A GCC bug: tracking affected software
A while ago, I was browsing Hacker News and stumbled upon
this article which picked my
curiosity. It is about a bug in GCC 9 and 10 that, “under some circumstances
[…] will cause
memcmp to return an incorrect value when one of the inputs
is statically known array that contains NULL bytes”. If you haven’t clicked on
the link yet, do so and have a read, it’s
going to be important for the rest of this post!
With more hardware I could do a more thorough investigation of the consequences of this GCC bug.
This last line of the article got me thinking. What if I could use the processing power of the school computers to actually recompile a lot of software and find out what is actually affected by this bug? Clicking on the link in that last line, I ended up on a familiar website: the Hydra instance of the NixOS Foundation. Hydra is a Nix build farm that basically builds software from its Nix expression. And indeed, with a big Hydra cluster, I would be able to recompile the whole of nixpkgs, the Nix package repository, and with it, more than 60000 packages.

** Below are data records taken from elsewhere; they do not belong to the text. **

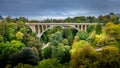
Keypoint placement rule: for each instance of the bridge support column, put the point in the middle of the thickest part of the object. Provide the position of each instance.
(85, 27)
(42, 28)
(38, 29)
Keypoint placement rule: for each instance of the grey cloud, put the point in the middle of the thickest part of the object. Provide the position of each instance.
(58, 7)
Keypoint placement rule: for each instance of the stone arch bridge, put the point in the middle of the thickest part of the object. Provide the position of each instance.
(40, 28)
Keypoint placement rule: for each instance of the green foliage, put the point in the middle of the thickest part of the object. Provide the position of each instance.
(47, 52)
(82, 35)
(90, 28)
(19, 36)
(56, 38)
(8, 49)
(20, 65)
(49, 63)
(26, 56)
(83, 55)
(61, 53)
(98, 28)
(109, 57)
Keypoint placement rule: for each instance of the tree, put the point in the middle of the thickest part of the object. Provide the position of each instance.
(26, 56)
(98, 28)
(8, 49)
(49, 63)
(83, 55)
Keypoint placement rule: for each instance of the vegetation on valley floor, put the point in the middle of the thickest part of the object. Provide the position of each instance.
(68, 48)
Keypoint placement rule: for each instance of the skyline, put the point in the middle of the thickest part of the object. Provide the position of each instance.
(42, 9)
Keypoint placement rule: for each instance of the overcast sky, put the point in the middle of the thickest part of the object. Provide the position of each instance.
(40, 9)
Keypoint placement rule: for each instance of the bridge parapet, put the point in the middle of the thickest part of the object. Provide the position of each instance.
(39, 28)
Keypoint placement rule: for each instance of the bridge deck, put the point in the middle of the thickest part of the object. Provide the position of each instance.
(61, 23)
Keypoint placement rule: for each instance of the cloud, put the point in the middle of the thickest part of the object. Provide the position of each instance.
(61, 8)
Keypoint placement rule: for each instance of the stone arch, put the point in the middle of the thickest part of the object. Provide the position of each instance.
(51, 27)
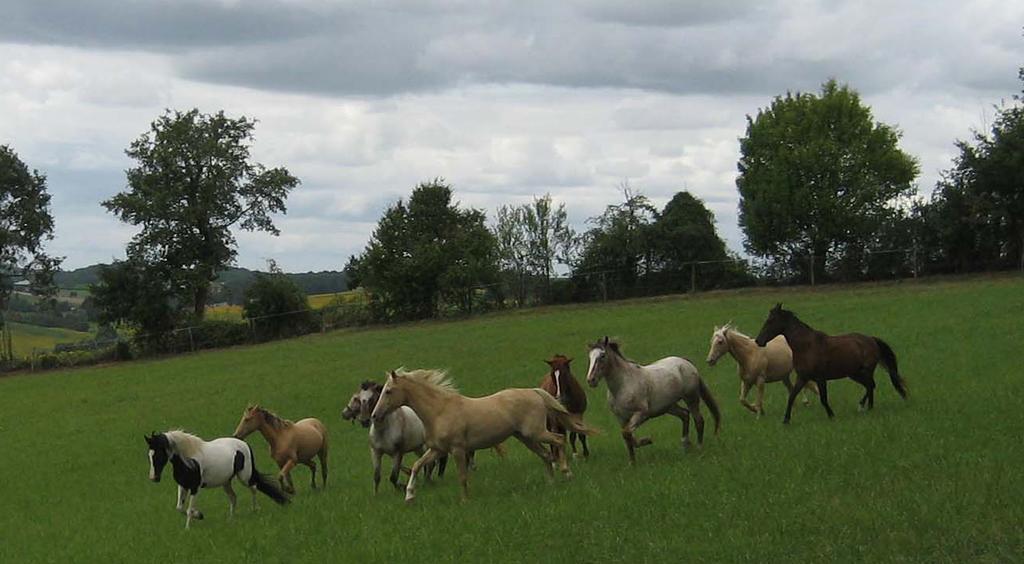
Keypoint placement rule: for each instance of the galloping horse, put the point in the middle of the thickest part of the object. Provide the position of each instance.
(757, 365)
(821, 357)
(561, 384)
(459, 425)
(398, 433)
(291, 443)
(637, 393)
(200, 464)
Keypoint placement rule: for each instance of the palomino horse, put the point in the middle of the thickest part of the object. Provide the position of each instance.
(561, 384)
(291, 443)
(398, 433)
(459, 425)
(197, 464)
(819, 357)
(637, 393)
(757, 365)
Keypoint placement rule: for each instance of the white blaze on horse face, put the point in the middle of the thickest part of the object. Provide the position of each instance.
(595, 355)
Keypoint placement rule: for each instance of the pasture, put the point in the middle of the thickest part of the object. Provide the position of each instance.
(937, 478)
(25, 338)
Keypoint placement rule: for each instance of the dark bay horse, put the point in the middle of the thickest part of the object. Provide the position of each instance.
(563, 386)
(818, 357)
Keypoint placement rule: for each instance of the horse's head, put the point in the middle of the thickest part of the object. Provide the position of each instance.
(599, 359)
(778, 319)
(252, 418)
(561, 374)
(391, 396)
(368, 396)
(352, 408)
(719, 344)
(160, 451)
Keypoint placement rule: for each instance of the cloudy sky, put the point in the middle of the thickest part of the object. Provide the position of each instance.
(505, 99)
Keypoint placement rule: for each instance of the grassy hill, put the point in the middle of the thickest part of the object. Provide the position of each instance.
(936, 478)
(25, 338)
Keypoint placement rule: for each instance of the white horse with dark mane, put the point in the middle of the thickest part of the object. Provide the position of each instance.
(637, 393)
(395, 435)
(199, 464)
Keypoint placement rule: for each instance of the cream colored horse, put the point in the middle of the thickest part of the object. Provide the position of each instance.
(291, 443)
(458, 425)
(757, 365)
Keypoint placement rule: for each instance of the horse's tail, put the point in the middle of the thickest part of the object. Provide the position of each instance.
(264, 484)
(888, 358)
(712, 404)
(558, 411)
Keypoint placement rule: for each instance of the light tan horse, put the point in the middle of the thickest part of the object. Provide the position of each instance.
(457, 425)
(756, 365)
(291, 443)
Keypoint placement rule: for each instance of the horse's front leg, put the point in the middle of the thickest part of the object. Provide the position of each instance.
(744, 390)
(396, 469)
(285, 476)
(182, 492)
(628, 434)
(801, 382)
(761, 397)
(375, 458)
(430, 457)
(193, 513)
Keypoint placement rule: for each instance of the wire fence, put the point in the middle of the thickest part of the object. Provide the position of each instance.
(512, 291)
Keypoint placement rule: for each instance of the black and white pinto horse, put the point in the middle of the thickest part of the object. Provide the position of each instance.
(198, 464)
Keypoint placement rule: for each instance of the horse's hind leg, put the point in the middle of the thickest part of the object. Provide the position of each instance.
(684, 416)
(540, 451)
(231, 499)
(801, 382)
(694, 408)
(823, 395)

So I went and added the article’s proposed patch to my fork of nixpkgs, for GCC 9 and 10: https://github.com/rissson/nixpkgs/commit/253f5f809b319f7cd76719d758ed52c4f24634ef
Building a lot of packages
In the rest of this post, I will be mentioning “builds” and “build steps”. A build is the result of one or several build steps. Those steps can be, among other things, retrieving the package sources, building it, building one of its dependencies.
As Hydra uses Nix to build the packages, the next step was to somehow get Nix installed on the school computers. Instead of installing it on the existing Arch Linux images, I decided to create my own NixOS image, which you can learn more about here. This being the point of another post, let’s move it along. I then installed Hydra on one of our servers and got busy.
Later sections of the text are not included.